General characteristics
- Class & type: Contoocook-class sloop
- Displacement: 3,003 short tons (2,681 long tons)
- Length: 290 feet (88 m)
- Beam: 41 feet (12 m)
- Depth: 15 feet 6 inches (4.72 m)
- Propulsion: 5 × boilers; 2 × expansion steam engines; 1 × screw;
- Speed: 13 knots (24 km/h; 15 mph) maintained
- Complement: 350
- Armament: 14 × 9 in (23 cm) Dahlgren guns; 1 × 60 lb (27 kg) Parrott rifle;

= USS Congress (1868) =

Sloop-of-war of the United States Navy

USS Congress was a Contoocook-class sloop of the United States Navy. She was laid down during the American Civil War to deter British intervention in 1864, although timber shortages and a rushed construction delayed progress. The sloop was initially planned to be named Pushmataha, but several changes to naming policies renamed her first to Cambridge and later Congress. Launched in 1868, her commissioning was delayed until 1870 in an attempt to season the wood.

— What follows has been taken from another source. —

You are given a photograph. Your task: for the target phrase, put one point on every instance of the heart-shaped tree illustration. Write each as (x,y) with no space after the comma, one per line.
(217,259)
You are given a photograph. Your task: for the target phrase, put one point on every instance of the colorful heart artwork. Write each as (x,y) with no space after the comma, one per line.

Between 1870 and 1871, Congress served as the flagship of the South Atlantic Squadron. In 1871, she carried supplies to USS Polaris at Greenland in preparation for the Polaris expedition. Later that year, she served as the flagship during a visit by the Russian Navy to the US. Between 1872 and 1876, she made two tours with the Mediterranean Squadron and visited both Africa and Europe. She was decommissioned after a visit to the Centennial Exposition in 1876 and laid up. She was sold off in 1883 to be broken up and moored off New York alongside several other decommissioned ships. On 21 August 1885, a fire on an adjacent vessel broke out; Congress sank after catching fire and another ship's mast collapsed on top of her.

== Development ==
During the American Civil War, the Confederate States used British-built privateers to hamper Union trade; one such privateer, CSS Alabama, was responsible for destroying 65 merchant vessels. The disruption of Union trade routes drove up domestic prices, damaged the economy, and forced the reassignment of ships from blockade duties against the South. The United States feared that the United Kingdom would directly intervene to support the Confederacy—a scenario that would have left the Union Navy outmatched by the Royal Navy. In response, the Union Navy began planning for a possible war. While the American fleet could not match the British in conventional battles, the plan called for employing tactics similar to those used by the Confederacy: commerce raiding. By using cruisers to launch hit-and-run attacks on British ports and merchant shipping, the Union hoped to make a war too costly for Britain to justify, ultimately forcing it back into neutrality.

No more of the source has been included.